Glossary


Amino acid

Amino acids are molecules that are the building blocks of proteins. They have a specific chemical makeup and can be produced by cells or ingested through diet. By the 1950s, scientists had agreed upon a list of twenty amino acids. That list still stands today, though it is possible that more will be discovered and named.

List of Amino Acids:

  • alanine
  • phenylalaline
  • lysine
  • proline
  • threonine
  • cysteine
  • glycine
  • leucine
  • glutamine
  • valine
  • aspartic acid
  • histidine
  • methionine
  • arginine
  • tryptophane
  • glutamic acid
  • isoleucine
  • asparagine
  • serine
  • tyrosine

Base

A nucleotide base (guanine, adenine, cytosine, and thymine) is one of the building blocks of DNA, along with phosphates and sugar. These substances will join together to determine the order of proteins in each organism.

Codon

A codon is a triplet series of bases linked together during protein synthesis to form an amino acid. Each codon carries the code for a specific amino acid.

“Central Dogma”

Francis Crick's “central dogma” of molecular biology, put simply, is: DNA makes RNA makes protein. This general rule emphasized the order of events from transcription through translation and provided the basis for much of the genetic code research in the post double-helix 1950s. The central dogma is often expressed as the following: “DNA makes RNA, RNA makes proteins, proteins make us.”

DNA and RNA

DNA, deoxyribonucleic acid, and RNA, ribonucleic acid, are molecules that hold the genetic information of each cell. The DNA strands store information, while the RNA molecules take the information from the DNA, transfer it to different places in the cell, and decode or read the information.

DNA takes the form of a double helix, with repeated sugar-phosphate backbones on the outside and paired bases making up the “steps” in the middle. DNA makes up genes, each of which contains enough information to make a specific protein. The mixture and order of these genes make up each organism.

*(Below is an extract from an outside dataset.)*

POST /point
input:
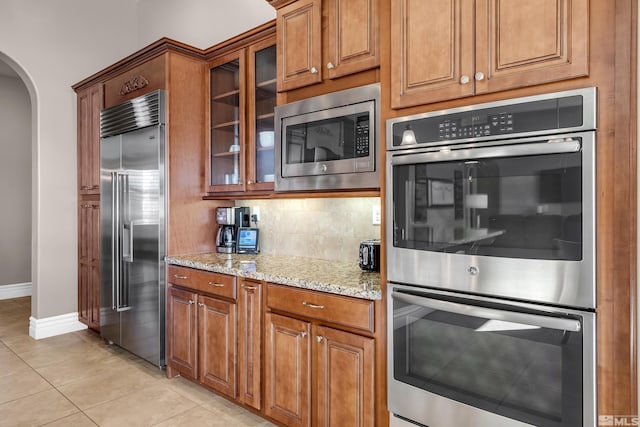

Though DNA, then called nuclein, was first isolated back in 1869, it was not until the second half of the twentieth century that scientists began to fully understand the importance of DNA and its relationship to hereditary characteristics.

Escherichia coli

Escherichia coli, or E. coli as it is usually known, is a one-celled organism. The cell has no nucleus, and its DNA is in the form of one long looping molecule. E. coli is a commonly available bacterium, plentiful in the human colon, and therefore often used for experimental purposes.

Genome

A genome is the name for the entire set of unique DNA that makes up a particular organism.

Protein

A protein is a molecule that performs chemical reactions necessary to sustain the life of an organism. One cell can contain thousands of proteins.

Ribosome

The ribosome is the place in the cell where groups of bases called codons are translated into amino acids.

Transcription

Transcription is the process by which information is transferred from the DNA to the messenger RNA (mRNA) in preparation for the RNA to translate the information into specific proteins. The DNA is made up of two strands, linked together in the shape of a double helix. During transcription, the two strands separate, and two strands of mRNA form against them. The RNA simply copies the information into its own system of bases. Like a Xerox machine, the RNA does not need to understand the information—it simply copies the information for future use. The new mRNA then moves on to the ribosome area of the cell where translation will take place.

Translation

At the ribosome in the cell's cytoplasm, the mRNA translates the information it has gleaned from the DNA into amino acids and then proteins. The mRNA is divided into codons, three-letter “words” made up of nucleotide bases, and each codon matches up with a particular transfer RNA (tRNA). The tRNA then takes the codon—now known as an amino acid—and links it together with other amino acids in a protein chain. The order of the amino acids in the chain is dictated by the sequence of codons in the mRNA. When the protein is completed, a “stop codon” will indicate that the protein chain can detach from the ribosome. It is now a fully functioning molecule of protein.